It’s a snowy day in Whitewater, with a predicted snowfall of three to seven inches during the day today, another one to three this evening, and a high temperature in the mid twenties.
It’s fitting that on a day with interesting weather, there’s a Wisconsin anniversary about the weather. The Wisconsin Historical Society reports that on this day in 1870
1870 – National Weather Service Authorized
On this date President Ulysses S. Grant signed a joint resolution authorizing a National Weather Service, which had long been a dream of Milwaukee scientist Increase Lapham.
Lapham, 19th-century Wisconsin’s premier natural scientist, proposed a national weather service after he mapped data contributed over telegraph lines in the UpperMidwest and realized that weather might be predicted in advance. He was concerned about avoiding potential disasters to Great Lakes shipping and Wisconsin farming, and his proposal was approved by Congress and authorized on this date. [Source: History Just Ahead: A Guide to Wisconsin’s Historical Markers, edited by Sarah Davis McBride]

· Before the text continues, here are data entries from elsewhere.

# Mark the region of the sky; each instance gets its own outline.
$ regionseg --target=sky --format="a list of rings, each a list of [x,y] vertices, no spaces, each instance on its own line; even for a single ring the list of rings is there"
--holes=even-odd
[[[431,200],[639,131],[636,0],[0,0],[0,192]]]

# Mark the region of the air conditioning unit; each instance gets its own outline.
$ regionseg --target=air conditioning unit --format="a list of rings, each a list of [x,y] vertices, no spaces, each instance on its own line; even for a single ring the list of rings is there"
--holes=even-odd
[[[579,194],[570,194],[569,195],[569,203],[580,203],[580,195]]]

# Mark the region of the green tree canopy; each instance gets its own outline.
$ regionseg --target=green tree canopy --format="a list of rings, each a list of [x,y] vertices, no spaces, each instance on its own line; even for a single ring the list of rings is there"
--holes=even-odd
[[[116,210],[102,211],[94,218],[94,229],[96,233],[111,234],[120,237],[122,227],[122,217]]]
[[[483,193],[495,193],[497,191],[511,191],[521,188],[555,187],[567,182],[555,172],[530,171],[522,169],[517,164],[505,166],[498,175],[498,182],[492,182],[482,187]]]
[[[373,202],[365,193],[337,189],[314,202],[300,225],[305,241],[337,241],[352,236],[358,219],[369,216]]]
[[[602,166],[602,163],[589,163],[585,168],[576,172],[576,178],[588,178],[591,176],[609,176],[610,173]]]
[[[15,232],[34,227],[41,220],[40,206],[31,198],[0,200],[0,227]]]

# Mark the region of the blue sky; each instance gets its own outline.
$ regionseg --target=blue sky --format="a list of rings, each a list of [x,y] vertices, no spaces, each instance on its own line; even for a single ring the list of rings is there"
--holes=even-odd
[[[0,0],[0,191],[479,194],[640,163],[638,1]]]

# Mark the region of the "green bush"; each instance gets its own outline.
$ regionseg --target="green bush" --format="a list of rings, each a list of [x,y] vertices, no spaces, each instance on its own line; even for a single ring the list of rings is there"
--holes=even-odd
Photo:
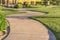
[[[31,4],[29,4],[29,2],[24,2],[23,7],[24,8],[29,8],[29,7],[31,7]]]
[[[23,7],[24,7],[24,8],[28,7],[28,2],[24,2],[24,3],[23,3]]]
[[[0,31],[3,31],[3,30],[6,29],[7,21],[6,21],[5,18],[6,18],[6,17],[5,17],[5,15],[4,15],[4,13],[2,13],[2,12],[0,11]]]
[[[42,5],[42,2],[36,2],[36,5]]]
[[[15,8],[22,8],[22,7],[23,7],[22,3],[18,3],[15,5]]]

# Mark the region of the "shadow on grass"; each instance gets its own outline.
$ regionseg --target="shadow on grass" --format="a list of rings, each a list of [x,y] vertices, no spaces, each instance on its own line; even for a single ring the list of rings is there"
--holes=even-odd
[[[60,18],[60,16],[32,16],[30,18]]]
[[[36,10],[27,10],[27,11],[34,11],[34,12],[41,12],[41,13],[48,14],[48,12],[43,12],[43,11],[36,11]]]

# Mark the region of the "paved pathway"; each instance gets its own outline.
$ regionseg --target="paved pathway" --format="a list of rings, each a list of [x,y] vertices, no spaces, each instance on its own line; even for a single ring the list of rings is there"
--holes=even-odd
[[[39,16],[43,13],[26,11],[27,14],[7,16],[10,22],[10,34],[4,40],[55,40],[51,32],[41,23],[29,19],[29,16]]]

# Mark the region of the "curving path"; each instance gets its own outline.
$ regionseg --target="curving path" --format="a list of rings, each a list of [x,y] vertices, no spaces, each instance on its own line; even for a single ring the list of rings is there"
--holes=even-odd
[[[26,10],[23,9],[22,11]],[[55,40],[52,33],[45,28],[44,25],[28,18],[30,16],[39,16],[44,13],[26,12],[27,14],[7,16],[7,19],[10,22],[10,34],[4,40]]]

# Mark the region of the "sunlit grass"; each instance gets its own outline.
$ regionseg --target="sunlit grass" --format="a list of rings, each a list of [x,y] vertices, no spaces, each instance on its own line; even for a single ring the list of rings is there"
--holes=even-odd
[[[28,8],[28,10],[31,11],[38,11],[38,12],[45,12],[46,15],[44,16],[55,16],[55,17],[60,17],[60,7],[45,7],[45,6],[40,6],[38,8]]]

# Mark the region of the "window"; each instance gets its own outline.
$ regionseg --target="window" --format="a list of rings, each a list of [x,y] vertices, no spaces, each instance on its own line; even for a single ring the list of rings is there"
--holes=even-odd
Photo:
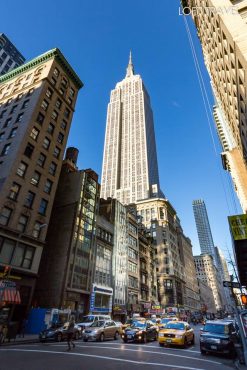
[[[52,135],[53,132],[54,132],[54,129],[55,129],[55,126],[52,123],[49,123],[48,128],[47,128],[47,132],[49,132],[49,134]]]
[[[39,213],[42,215],[45,215],[47,206],[48,206],[48,201],[42,198],[40,205],[39,205]]]
[[[55,149],[54,149],[54,152],[53,152],[54,157],[59,158],[60,153],[61,153],[61,150],[57,146],[55,146]]]
[[[31,158],[33,151],[34,151],[34,146],[30,143],[27,143],[26,149],[24,150],[24,155],[28,158]]]
[[[131,261],[128,261],[128,270],[134,273],[137,273],[137,264]]]
[[[18,224],[17,224],[17,230],[21,233],[24,233],[27,227],[28,217],[25,215],[20,215]]]
[[[50,140],[47,138],[47,137],[45,137],[44,138],[44,141],[43,141],[43,148],[45,148],[45,149],[49,149],[49,146],[50,146],[50,144],[51,144],[51,142],[50,142]]]
[[[37,117],[36,121],[37,121],[40,125],[42,125],[42,123],[44,122],[44,119],[45,119],[45,116],[44,116],[42,113],[40,113],[40,112],[39,112],[39,114],[38,114],[38,117]]]
[[[47,100],[43,100],[42,103],[41,103],[41,108],[44,109],[45,111],[48,109],[49,107],[49,103]]]
[[[70,115],[70,110],[68,108],[66,108],[65,111],[64,111],[64,116],[66,118],[69,118],[69,115]]]
[[[11,265],[30,269],[35,248],[29,247],[25,244],[16,244],[14,248]]]
[[[10,148],[10,146],[11,146],[11,144],[10,144],[10,143],[9,143],[9,144],[4,145],[1,155],[7,155],[7,154],[8,154],[8,152],[9,152],[9,148]]]
[[[66,130],[67,122],[66,122],[65,120],[63,120],[63,121],[61,122],[60,127],[61,127],[63,130]]]
[[[21,122],[23,116],[24,116],[24,113],[18,114],[15,122]]]
[[[33,140],[37,141],[39,136],[39,130],[36,127],[33,127],[30,136]]]
[[[62,85],[64,88],[66,88],[66,87],[67,87],[67,85],[68,85],[68,81],[67,81],[67,79],[66,79],[65,77],[63,77],[63,78],[62,78],[61,85]]]
[[[40,153],[39,158],[37,160],[37,165],[40,167],[44,167],[45,160],[46,160],[46,156],[43,153]]]
[[[33,228],[33,237],[34,238],[39,238],[39,236],[40,236],[40,232],[41,232],[41,223],[40,222],[38,222],[38,221],[36,221],[35,222],[35,224],[34,224],[34,228]]]
[[[33,94],[33,92],[34,92],[34,89],[30,89],[30,90],[28,91],[28,94],[27,94],[27,96],[30,96],[30,95],[32,95],[32,94]]]
[[[75,96],[75,90],[72,87],[69,89],[69,96],[71,98],[73,98]]]
[[[21,189],[21,185],[17,184],[16,182],[13,182],[10,188],[10,191],[9,191],[9,198],[13,200],[17,200],[20,189]]]
[[[33,205],[34,198],[35,194],[32,191],[28,191],[24,205],[28,208],[31,208]]]
[[[68,98],[68,103],[69,103],[69,105],[72,105],[72,99],[71,98]]]
[[[49,168],[49,173],[54,176],[55,173],[56,173],[56,169],[57,169],[56,163],[51,162],[50,168]]]
[[[37,171],[34,172],[33,177],[31,178],[31,184],[34,186],[39,185],[39,180],[40,180],[41,174]]]
[[[46,180],[45,187],[44,187],[44,192],[45,193],[50,194],[51,189],[52,189],[52,184],[53,184],[53,182],[51,180],[49,180],[49,179]]]
[[[24,162],[21,162],[20,164],[19,164],[19,167],[18,167],[18,169],[17,169],[17,175],[19,175],[20,177],[24,177],[25,176],[25,173],[26,173],[26,170],[27,170],[27,164],[26,163],[24,163]]]
[[[57,68],[55,68],[53,74],[54,74],[55,77],[58,77],[60,72]]]
[[[48,87],[48,89],[46,90],[45,95],[47,96],[47,98],[51,99],[52,94],[53,94],[52,89],[50,89],[50,88]]]
[[[9,125],[11,124],[11,121],[12,121],[12,117],[10,117],[10,118],[6,119],[5,124],[3,125],[3,127],[4,127],[4,128],[5,128],[5,127],[9,127]]]
[[[64,139],[64,135],[61,132],[59,132],[58,137],[57,137],[57,141],[60,144],[62,144],[63,143],[63,139]]]
[[[58,113],[57,113],[57,111],[54,110],[51,114],[51,118],[54,119],[54,121],[56,121],[57,117],[58,117]]]
[[[2,212],[0,214],[0,224],[7,226],[9,223],[9,219],[11,217],[12,209],[8,207],[3,207]]]
[[[35,249],[33,247],[26,247],[24,259],[22,262],[22,267],[25,269],[30,269],[33,262]]]
[[[5,132],[1,132],[1,133],[0,133],[0,142],[1,142],[1,141],[3,141],[3,139],[4,139],[4,135],[5,135]]]
[[[16,131],[17,131],[17,127],[12,128],[9,134],[9,139],[11,139],[12,137],[15,137]]]
[[[17,96],[17,100],[21,100],[21,98],[23,97],[23,94],[19,94],[18,96]]]
[[[56,107],[57,107],[57,109],[60,109],[61,106],[62,106],[62,100],[57,99],[57,101],[56,101]]]
[[[27,108],[28,103],[29,103],[29,99],[28,99],[28,100],[25,100],[25,101],[23,102],[23,104],[22,104],[21,109],[25,109],[25,108]]]
[[[16,110],[17,110],[17,105],[14,105],[13,108],[11,109],[11,111],[10,111],[10,114],[15,113]]]
[[[2,111],[2,113],[0,114],[0,118],[3,118],[6,112],[7,112],[7,109],[4,109],[4,110]]]
[[[53,86],[55,86],[56,83],[57,83],[57,80],[54,77],[52,77],[51,78],[51,83],[52,83]]]

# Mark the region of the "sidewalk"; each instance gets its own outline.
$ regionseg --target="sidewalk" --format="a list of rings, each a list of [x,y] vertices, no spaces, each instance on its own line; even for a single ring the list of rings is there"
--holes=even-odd
[[[20,338],[19,335],[15,339],[11,339],[10,342],[8,342],[7,339],[5,339],[4,343],[0,344],[1,346],[13,346],[17,344],[25,344],[25,343],[38,343],[39,342],[39,335],[38,334],[25,334],[24,338]]]

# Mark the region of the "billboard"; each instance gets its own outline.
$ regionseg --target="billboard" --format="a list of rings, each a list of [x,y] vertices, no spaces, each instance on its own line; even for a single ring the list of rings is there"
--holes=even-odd
[[[234,240],[247,239],[247,215],[235,215],[228,217],[232,237]]]

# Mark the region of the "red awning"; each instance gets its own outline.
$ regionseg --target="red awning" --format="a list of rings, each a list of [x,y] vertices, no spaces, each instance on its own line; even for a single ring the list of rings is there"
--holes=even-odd
[[[4,288],[0,290],[0,302],[20,304],[21,296],[20,292],[13,288]]]

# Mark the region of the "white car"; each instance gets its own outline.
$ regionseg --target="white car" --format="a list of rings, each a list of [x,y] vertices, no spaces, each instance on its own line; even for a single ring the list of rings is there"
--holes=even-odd
[[[86,316],[83,316],[82,320],[78,322],[77,325],[79,325],[82,329],[85,329],[91,326],[94,322],[99,321],[99,320],[101,321],[111,320],[111,316],[109,315],[86,315]]]

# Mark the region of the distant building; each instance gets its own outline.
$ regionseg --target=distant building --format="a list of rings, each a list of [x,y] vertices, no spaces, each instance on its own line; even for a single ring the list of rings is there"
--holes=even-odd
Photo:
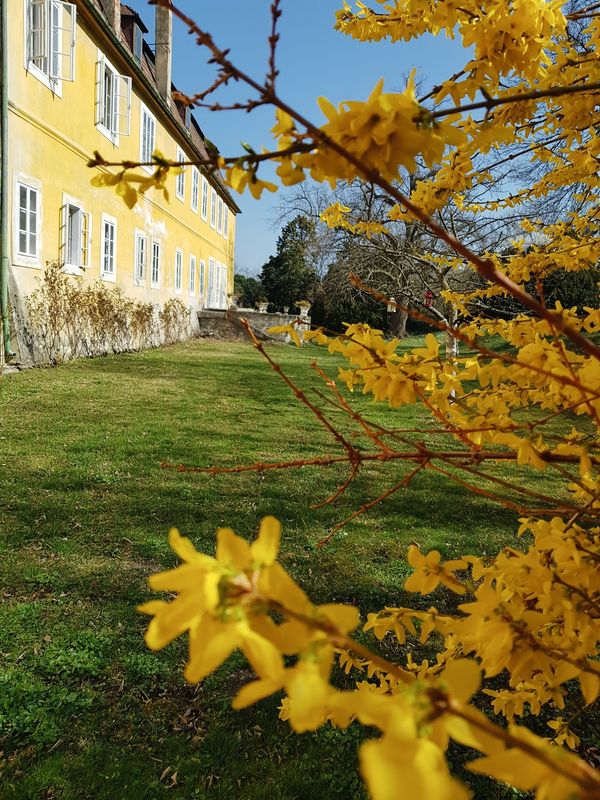
[[[151,189],[129,210],[113,189],[91,186],[86,166],[95,150],[111,161],[149,161],[154,150],[206,159],[198,123],[173,99],[170,12],[156,8],[153,51],[141,18],[119,0],[2,2],[10,47],[2,255],[13,309],[49,262],[157,306],[179,298],[194,310],[226,308],[239,209],[220,175],[189,166],[169,176],[169,202]]]

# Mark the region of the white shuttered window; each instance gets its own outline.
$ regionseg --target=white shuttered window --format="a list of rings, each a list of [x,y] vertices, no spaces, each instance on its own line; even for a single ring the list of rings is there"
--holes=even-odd
[[[96,63],[96,125],[113,141],[129,136],[131,125],[131,78],[119,75],[101,53]]]
[[[142,106],[142,118],[140,123],[140,161],[149,163],[152,161],[154,143],[156,140],[156,120],[148,111],[146,106]],[[153,172],[154,167],[144,167],[146,172]]]
[[[200,173],[197,167],[192,167],[192,211],[198,213],[198,196],[200,190]]]
[[[183,252],[175,251],[175,294],[181,294],[183,285]]]
[[[17,252],[21,256],[37,258],[39,237],[39,192],[32,186],[17,184],[19,204],[17,227]]]
[[[57,81],[75,80],[75,20],[73,3],[27,0],[27,68],[37,70],[54,88]]]

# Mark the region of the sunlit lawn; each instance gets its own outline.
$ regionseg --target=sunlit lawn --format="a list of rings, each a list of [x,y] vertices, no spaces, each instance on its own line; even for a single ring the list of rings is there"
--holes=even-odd
[[[314,348],[274,354],[305,387],[318,385],[315,355],[336,371]],[[357,402],[390,426],[424,421],[413,408]],[[218,526],[251,536],[275,514],[282,561],[312,598],[363,613],[407,602],[412,542],[452,556],[491,554],[514,538],[515,514],[425,473],[316,549],[407,466],[387,478],[365,470],[319,510],[311,503],[334,491],[343,468],[215,478],[162,469],[340,452],[246,344],[193,342],[5,377],[0,412],[2,798],[363,796],[355,727],[299,737],[277,719],[278,699],[230,709],[250,677],[243,659],[191,687],[183,642],[146,649],[135,608],[150,597],[148,574],[175,563],[170,526],[210,552]],[[551,478],[534,479],[552,489]]]

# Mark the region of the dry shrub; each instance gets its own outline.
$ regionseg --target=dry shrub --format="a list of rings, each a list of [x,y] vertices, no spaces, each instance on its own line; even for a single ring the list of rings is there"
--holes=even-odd
[[[161,309],[101,281],[82,286],[56,262],[48,264],[25,305],[27,346],[39,363],[158,347],[191,334],[190,309],[180,300]]]

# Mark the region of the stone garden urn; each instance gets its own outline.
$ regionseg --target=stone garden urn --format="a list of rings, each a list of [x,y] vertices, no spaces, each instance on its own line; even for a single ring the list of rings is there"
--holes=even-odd
[[[310,311],[311,304],[308,300],[298,300],[296,305],[300,309],[300,316],[301,317],[308,317],[308,312]]]

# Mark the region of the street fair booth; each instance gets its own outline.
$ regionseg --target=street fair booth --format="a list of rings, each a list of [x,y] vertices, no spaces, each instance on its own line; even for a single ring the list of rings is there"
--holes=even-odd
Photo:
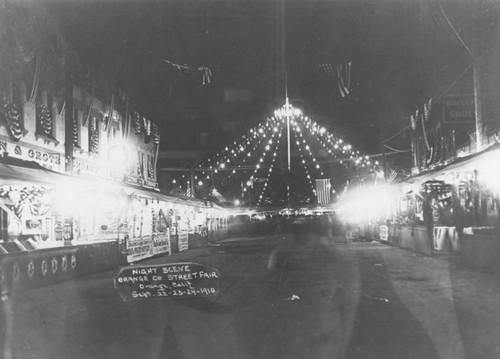
[[[471,265],[499,268],[499,161],[500,145],[494,144],[409,178],[391,241],[424,253],[461,253]]]
[[[35,286],[223,238],[226,213],[194,198],[0,161],[0,285]]]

More on the story is available at Feb. 9, 1870: Feds Get on Top of the Weather.
Today is also a memorable day in American aviation history — on this day in 1969, Boeing successfully tested a 747 jumbo jet:
As commercial air travel boomed in the 1960s, the need for a plane capable of handling more passengers than Boeing’s reliable old warhorse, the 707, became obvious. But the technology of jet-engine design was changing rapidly, too, and the feeling was that any new aircraft built using existing subsonic engines would soon be made obsolete by planes capable of supersonic flight.
So the 747 was designed to be easily convertible to hauling cargo, which Boeing believed would ensure its long-term sustainability….
In the end, commercial supersonic flight proved a bust, for various financial, environmental and technical reasons. The 747, meanwhile, expected to be obsolete after 400 were built, surpassed 1,000 aircraft in 1993 and, with several series modifications, remains in production to this day.